The verdict: Ten thumbs up!
A bit gory than average (But that’s just the thing. It’s NOT an average film.), and has perhaps, a bit of a lengthy entrance, but if you watch past the first fifteen minutes, I guarantee, the plot will suck you in.
In the middle of the film (when Aron drops below the canyon with his arm stuck between a rock and the canyon wall), my sister-in-law commented, “Bakit kasi siya dumadaan sa mga ganun? Bakit siya mag-isa? Boring yun kasi wala siyang kasama.”
Now, I didn’t mean to offend my sister-in-law or turn our simple movie watching activity into a debating spectacle, but this is exactly what the film renders to its audience. It makes you think of possibilities and going beyond limitations, of reveling against the ordinary. Like for instance, traveling alone. What are its actual repercussions, outside of the film’s connotations? Could it be that life-threatening for people to think of it as such a peculiar action? Maybe it’s just that a lot of us think alone means the same as lonely. A threat to safety, not a way to open possibilities for oneself. I’d like to think of traveling alone, though, as an entirely different color to the word journey, not just a form of transit to another place.

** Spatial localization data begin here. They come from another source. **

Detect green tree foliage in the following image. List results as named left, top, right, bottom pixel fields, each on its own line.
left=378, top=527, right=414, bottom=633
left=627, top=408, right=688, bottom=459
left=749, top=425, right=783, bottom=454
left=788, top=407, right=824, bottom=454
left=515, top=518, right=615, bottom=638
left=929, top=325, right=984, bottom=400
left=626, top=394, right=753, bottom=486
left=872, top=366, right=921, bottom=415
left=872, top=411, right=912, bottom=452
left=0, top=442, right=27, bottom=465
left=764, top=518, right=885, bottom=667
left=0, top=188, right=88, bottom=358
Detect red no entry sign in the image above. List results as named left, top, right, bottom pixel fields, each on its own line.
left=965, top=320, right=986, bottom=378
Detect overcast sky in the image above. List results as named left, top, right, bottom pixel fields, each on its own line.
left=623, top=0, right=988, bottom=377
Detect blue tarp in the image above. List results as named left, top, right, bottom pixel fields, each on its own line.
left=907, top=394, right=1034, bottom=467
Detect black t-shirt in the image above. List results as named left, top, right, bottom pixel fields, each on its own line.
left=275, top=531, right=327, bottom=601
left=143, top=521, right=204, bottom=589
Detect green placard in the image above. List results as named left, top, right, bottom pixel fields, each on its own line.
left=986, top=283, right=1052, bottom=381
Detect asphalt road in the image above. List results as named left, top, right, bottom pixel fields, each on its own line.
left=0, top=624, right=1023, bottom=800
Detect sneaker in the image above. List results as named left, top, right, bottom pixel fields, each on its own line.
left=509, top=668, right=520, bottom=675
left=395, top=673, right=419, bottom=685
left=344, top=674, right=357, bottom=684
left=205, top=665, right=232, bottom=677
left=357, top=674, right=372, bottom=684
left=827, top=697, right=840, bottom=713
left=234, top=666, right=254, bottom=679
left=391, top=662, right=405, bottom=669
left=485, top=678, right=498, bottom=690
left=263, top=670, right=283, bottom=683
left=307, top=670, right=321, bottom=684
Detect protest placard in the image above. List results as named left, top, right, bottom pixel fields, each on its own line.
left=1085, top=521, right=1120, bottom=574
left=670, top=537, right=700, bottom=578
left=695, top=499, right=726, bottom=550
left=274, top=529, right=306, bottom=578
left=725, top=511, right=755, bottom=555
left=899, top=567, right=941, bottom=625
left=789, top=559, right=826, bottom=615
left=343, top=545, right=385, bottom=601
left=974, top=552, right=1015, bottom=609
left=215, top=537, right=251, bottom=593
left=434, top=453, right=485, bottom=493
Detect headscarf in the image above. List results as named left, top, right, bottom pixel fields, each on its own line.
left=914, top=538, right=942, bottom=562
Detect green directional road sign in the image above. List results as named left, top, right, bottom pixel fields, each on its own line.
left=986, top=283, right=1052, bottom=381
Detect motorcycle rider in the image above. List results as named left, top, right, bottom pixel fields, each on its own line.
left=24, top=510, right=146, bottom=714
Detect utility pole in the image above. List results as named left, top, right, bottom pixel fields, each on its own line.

About 2/3s into the film, I start feeling defensive of Aron. I know some people think of him as a dumb hero, but his five-day lone journey gives you room to understand what we couldn’t find in our daily journeys in the world. It lends you strength. It shows us the unraveling of frustration and human frailty and what most of us miss to rely on in dire times: ourselves.
Of course, James Franco‘s performance shouldn’t be booted out of the equation. True, James Franco used to be just another pretty face in Hollywood for me. But 127 Hours gave him the depth that I haven’t seen in him in any of the Spiderman sequel franchises. I am no movie critic (far from it), I don’t know a lot about the technical side of film, but I gotta say, whattan impressive performance. Hats off to you, sir.
Too, the musical score was just genius. I like that part best when he finally comes out of the canyon, a severed arm on one side, and then the triumphant, anthem-like segment of Sigur Ros’ Festival starts marching into the scene. This was supposed to be the part when you hear morbid Thomas Newman melodies in the background, and you sort of start feeling sorry for the guy, but that music, surprisingly, makes you feel overjoyed and greatly invigorated that he made it out alive, albeit with one hand less (Aaaahh!!!I love Sigur Ros! Have I mentioned I had their songs incorporated for our wedding’s bridal march, couple’s reception entrance and our wedding video? But, anyway.). Like you were with him all throughout that depressing bout. I had to restrain myself from raising my two arms, fists clenched, and exclaiming “Yes!!!That’s what I’m talking, man! That’s what I’m talking!” Hahaha.
Ya, Aron is bat shit. But he’s also an admirable and extremely courageous entity in an age when people are struggling to find out what their journey is about in a hapless, chaotic world.